AALM: Do you have any mentors or professors that encourage you?

Gooden: Amy Ronner was an accomplished appellate attorney before becoming a professor. I took several of her classes in law school. She taught me how to think like a lawyer. She encouraged me to become an appellate attorney and guided me through the process. She has remained a trusted career adviser and friend. Jane Anderson, a shareholder at my firm, is the lawyer that hired me. She taught me the nuance of legal writing. She supported my career development and encouraged me to follow my own path.

AALM: What drew you to your current firm? How would you describe the culture there?

Gooden: Even though the firm is over 60 years old, Boyd & Jenerette has a modern approach. The culture is collegial and employs a team approach to deliver superior client service. It is supportive of young attorneys trying to develop their careers. The firm supported and provided me the resources to develop an appellate department. There are also many women lawyers in leadership positions.

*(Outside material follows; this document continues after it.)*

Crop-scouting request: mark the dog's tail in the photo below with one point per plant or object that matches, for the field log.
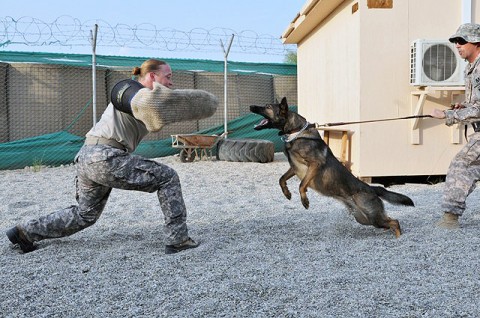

AALM: What case most defined or redefined your practice?

Gooden: The case that defined my practice was my first appeal – Allstate Prop. & Cas. Ins. Co. v. Lewis, 14 So. 3d 1230 (Fla. 1st DCA 2009). Before this case, I only handled insurance coverage and bad faith litigation. Our team was able to overturn the trial court’s order granting a new trial, reinstate the defense verdict and receive an award of attorney’s fees. The case centered on whether the compulsory medical examiner provided new opinions which were not previously disclosed. This case established and confirmed my love for appellate practice. While there have been many appeals since and some more important in the overall scope of the law, this appeal will always hold a special place in my career and my heart.

AALM: What do you enjoy doing outside of work? Hobbies? Sports?

Gooden: I am an avid golf fan. I often watch and attend tournaments. I think the week of the Masters should be a legal holiday! I also love to read, cook and bake. When I am not reading light novels, I am studying my extensive cookbook collection for ideas and techniques that I put into practice most weekends. Bon appetit!